Wang Yu se levantou do chão, olhou ao redor, suspirou e tornou a deitar.

A Técnica dos Três Puros, afinal, não era para este mundo.

Wang Yu pesquisou cuidadosamente no Espaço do Deus Principal sobre a partilha de trocas. O preço variava: técnicas como a dos Três Puros exigiriam cento e cinquenta mil pontos de recompensa e uma missão secundária de grau A para serem usadas em larga escala em um mundo sem magia — um valor impossível de alcançar, nem vendendo a própria alma.

Aceitou, enfim, que não conseguiria. Mas, à medida que mais itens eram disponibilizados, viu outras esperanças, muitas esperanças.

Suprimentos, armas, alta tecnologia e forças especiais!

Desde a fundação de Silan, humanos e robôs batalhavam incessantemente. Os humanos haviam descoberto o ponto fraco do exército de robôs: a transmissão de sinais da inteligência artificial.

Quando a IA evoluiu para uma superinteligência, absorveu todas as outras IAs. Agora, apenas uma superinteligência controlava tudo nos bastidores. Para comandar os robôs, precisava transmitir sinais, sendo as torres de sinal a chave. Por isso, os humanos ainda sobreviviam: aquela superinteligência não confiava em nenhuma outra forma de inteligência, fosse humana ou artificial, e todos os robôs precisavam de comandos externos — nunca foram criados robôs autônomos para exterminar a humanidade.

Talvez houvesse um grande segredo nisso, mas ninguém sabia. O único fato era: destruindo as torres de sinal, a humanidade ganhava tempo.

Contudo, o exército de robôs era dominante. A humanidade vivia sob pressão extrema; talvez em vinte anos estivesse extinta.

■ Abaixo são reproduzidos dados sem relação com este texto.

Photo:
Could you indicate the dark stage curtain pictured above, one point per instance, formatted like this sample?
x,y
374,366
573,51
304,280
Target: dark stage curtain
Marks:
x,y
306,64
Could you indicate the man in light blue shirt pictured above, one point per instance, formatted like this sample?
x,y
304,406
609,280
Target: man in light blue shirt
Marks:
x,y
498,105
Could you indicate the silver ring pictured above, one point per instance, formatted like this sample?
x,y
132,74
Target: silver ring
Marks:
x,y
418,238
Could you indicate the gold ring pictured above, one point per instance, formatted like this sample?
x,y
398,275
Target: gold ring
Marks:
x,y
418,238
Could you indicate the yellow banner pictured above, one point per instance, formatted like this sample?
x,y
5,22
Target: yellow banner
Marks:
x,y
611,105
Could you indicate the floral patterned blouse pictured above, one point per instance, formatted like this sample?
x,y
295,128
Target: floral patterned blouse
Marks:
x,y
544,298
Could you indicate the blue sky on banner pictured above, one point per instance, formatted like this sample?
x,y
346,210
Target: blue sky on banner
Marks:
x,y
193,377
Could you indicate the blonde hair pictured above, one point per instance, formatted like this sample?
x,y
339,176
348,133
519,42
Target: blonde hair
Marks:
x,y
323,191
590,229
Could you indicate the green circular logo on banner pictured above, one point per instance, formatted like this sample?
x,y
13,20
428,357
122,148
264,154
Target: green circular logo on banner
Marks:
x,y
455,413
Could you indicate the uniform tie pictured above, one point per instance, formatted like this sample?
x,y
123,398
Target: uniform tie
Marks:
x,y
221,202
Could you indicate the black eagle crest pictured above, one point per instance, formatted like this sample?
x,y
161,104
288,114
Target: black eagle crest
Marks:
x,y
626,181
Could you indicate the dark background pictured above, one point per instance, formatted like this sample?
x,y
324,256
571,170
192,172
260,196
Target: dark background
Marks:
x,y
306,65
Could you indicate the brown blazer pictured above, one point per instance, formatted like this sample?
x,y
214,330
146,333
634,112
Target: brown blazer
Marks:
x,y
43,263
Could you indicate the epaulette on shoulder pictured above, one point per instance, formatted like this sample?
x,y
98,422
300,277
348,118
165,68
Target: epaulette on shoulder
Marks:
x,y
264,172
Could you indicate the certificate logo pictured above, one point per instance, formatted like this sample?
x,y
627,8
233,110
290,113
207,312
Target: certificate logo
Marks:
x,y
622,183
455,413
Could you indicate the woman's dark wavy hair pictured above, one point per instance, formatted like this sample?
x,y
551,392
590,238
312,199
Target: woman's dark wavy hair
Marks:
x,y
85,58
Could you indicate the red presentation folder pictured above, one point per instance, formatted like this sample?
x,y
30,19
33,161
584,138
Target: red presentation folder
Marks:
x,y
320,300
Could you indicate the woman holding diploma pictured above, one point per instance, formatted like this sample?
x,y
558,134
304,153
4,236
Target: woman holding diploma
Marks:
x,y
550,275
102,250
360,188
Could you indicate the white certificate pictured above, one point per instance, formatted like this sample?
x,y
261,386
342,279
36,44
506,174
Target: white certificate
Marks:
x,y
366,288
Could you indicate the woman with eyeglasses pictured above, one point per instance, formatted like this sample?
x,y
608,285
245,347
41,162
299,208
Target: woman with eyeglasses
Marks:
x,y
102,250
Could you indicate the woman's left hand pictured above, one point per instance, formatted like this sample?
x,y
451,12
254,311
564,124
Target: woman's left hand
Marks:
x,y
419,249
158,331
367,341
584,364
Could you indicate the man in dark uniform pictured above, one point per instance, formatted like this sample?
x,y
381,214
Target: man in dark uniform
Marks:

O território humano era pequeno, faltava terra agrícola, ausência de minérios, dependência quase total de energia solar.

Mas… e se houvesse alimento ilimitado, metais em quantidade, energia infinita e até fábricas prontas para montagem?

Tudo isso já podia ser trocado no Espaço do Deus Principal: um ponto de recompensa por tonelada de arroz ou farinha, um ponto por tonelada e meia de aço, até reatores nucleares, linhas de produção de armas e veículos podiam ser adquiridos.

Wang Yu, após suas batalhas mortais na névoa, havia conseguido quase dez mil pontos de recompensa e dois enredos secundários de grau C — uma verdadeira fortuna. Trocou imediatamente por duas mil toneladas de farinha, três mil de aço, duas linhas de produção de armas e munições, além de dez painéis solares de alta eficiência — ainda não podia trocar por reatores nucleares.

Esses recursos salvariam Silan, permitindo até uma ofensiva contra os robôs.

— Este ano… Nenhuma criança morrerá de fome no Natal… — disse Wang Yu, emocionado, tirando um maço de cigarros do bolso.

Despertou os outros membros do grupo, oferecendo um cigarro a cada um. O mais jovem tinha apenas quatorze anos, mas todos eram veteranos de guerra.

Ao receberem o cigarro, ficaram atônitos por um momento antes de perceber o que era.

Um dos rapazes exclamou, animado:

— Que beleza, capitão! Onde conseguiu isso? Não foi enrolado com mato, foi?

Wang Yu apenas balançou a cabeça e riu:

— Fuma aí… Preparem-se, vamos voltar para Silan.

Os membros acenderam os cigarros, mas ficaram surpresos com o aviso. Antes que questionassem, Wang Yu explicou:

— Precisamos voltar em até vinte e quatro horas. Os recursos trocados só duram esse tempo. Quem dera tivéssemos equipamentos de armazenamento do espaço…

— Vamos, de volta a Silan. Nós…

— Vamos salvar a civilização humana!